Als die Beamten am 9. Juli zur Wohnungsdurchsuchung anrückten, wurden sie von einer Szene empfangen, die fast schon filmreif war: Einer der mutmaßlichen Dealer, ein 32-Jähriger, versuchte aus dem ersten Stock zu flüchten – per Fenster. Die Landung war weniger elegant als gedacht: Beinbruch, ab ins Krankenhaus. Festgenommen wurde er trotzdem, ebenso wie sein 28-jähriger Komplize. Beide sind alte Bekannte der Polizei.

Hinweis kam von der Nachbarschaft

Der Stein kam ins Rollen, als Anfang Mai eine Anwohnerin meldete, dass aus der Wohnung starker Weed-Geruch dringe – kombiniert mit viel Laufkundschaft. Die Polizei schaltete den Drogendezernat-Klassiker, das Kommissariat 83, ein. Nach Wochen der Observation war klar: Hier geht ordentlich was über den Tisch. Durchsuchungsbefehl, Einsatz – Boom.

Bei der sechsstündigen Aktion stießen die Ermittler auf fein versteckte Ware: Ein präpariertes Sofa diente als High-End-Versteck für mehrere Kilos. An anderen Säcken hingen noch Reste von Bauschaum – klassischer Move, um die Ware zu fixieren. Dazu fanden die Cops noch mehr Gras und Hasch in der Tiefgarage – in einem Auto und einem Roller. Feinwaagen, Messer, Verpackungsmaterial: alles da, alles beschlagnahmt.

Straßenverkaufswert: bis zu 700.000 Euro

Laut Polizei dürfte der Einkaufspreis der Drogen bei rund 300.000 Euro gelegen haben. Im Weiterverkauf hätten die beiden mutmaßlichen Dealer auf einen Erlös von 600.000 bis 700.000 Euro kommen können. Für den Transport der Beweismittel brauchte die Polizei sogar einen kleinen Lkw. Klassischer Big Player Move – nur halt jetzt mit Handschellen.

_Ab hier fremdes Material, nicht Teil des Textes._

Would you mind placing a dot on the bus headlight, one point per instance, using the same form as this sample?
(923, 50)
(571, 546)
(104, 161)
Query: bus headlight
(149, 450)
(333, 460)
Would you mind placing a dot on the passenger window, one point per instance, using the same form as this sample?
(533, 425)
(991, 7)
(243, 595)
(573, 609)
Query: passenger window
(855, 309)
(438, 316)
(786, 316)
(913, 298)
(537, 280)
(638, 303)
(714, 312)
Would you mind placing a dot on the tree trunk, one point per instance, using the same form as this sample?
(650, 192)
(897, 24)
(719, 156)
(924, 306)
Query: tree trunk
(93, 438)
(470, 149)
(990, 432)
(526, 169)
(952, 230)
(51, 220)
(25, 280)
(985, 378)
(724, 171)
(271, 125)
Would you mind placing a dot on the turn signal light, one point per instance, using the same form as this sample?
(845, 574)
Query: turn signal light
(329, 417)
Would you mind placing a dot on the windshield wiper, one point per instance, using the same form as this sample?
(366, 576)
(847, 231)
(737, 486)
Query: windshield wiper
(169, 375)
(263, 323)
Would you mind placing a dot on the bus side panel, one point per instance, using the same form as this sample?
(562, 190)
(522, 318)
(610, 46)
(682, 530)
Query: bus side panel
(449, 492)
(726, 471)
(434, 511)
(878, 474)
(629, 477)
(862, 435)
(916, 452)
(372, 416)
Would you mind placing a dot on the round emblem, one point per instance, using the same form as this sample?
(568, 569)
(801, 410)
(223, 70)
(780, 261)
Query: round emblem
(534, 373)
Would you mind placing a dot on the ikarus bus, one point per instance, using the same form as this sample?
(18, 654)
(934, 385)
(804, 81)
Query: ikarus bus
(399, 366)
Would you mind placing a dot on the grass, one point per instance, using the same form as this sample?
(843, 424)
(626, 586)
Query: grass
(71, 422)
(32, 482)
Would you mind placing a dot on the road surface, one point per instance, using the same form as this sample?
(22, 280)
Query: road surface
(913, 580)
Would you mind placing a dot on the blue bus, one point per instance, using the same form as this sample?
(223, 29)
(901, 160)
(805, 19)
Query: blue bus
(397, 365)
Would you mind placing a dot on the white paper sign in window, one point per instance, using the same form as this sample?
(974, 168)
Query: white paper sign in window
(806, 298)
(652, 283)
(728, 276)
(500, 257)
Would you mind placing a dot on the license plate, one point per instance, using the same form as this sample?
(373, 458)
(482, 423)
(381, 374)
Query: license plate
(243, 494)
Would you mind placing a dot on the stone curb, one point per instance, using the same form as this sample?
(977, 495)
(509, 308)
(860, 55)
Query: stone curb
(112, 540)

Der dritte Mann, ein 63-jähriger Wohnungsinhaber, durfte nach kurzer Zeit wieder gehen. Er hatte offenbar zwei seiner vier Zimmer zur Verfügung gestellt – eines diente als Bunker, das andere als Logistikzentrale. Offiziell nicht aktiv beteiligt, aber trotzdem als Beschuldigter gelistet. Man kennt’s.

Die Münchner Polizei sucht jetzt nach Hintermännern, Lieferwegen und Quellen. Klar ist: Das hier war kein Kleinkram. Und wenn man mal ehrlich ist – bei der Menge hätte man locker einen mittelgroßen Club für Monate versorgen können.

Achja, und an alle Hobbydealer mit Fensterflucht-Fantasien: Erst überlegen, dann springen.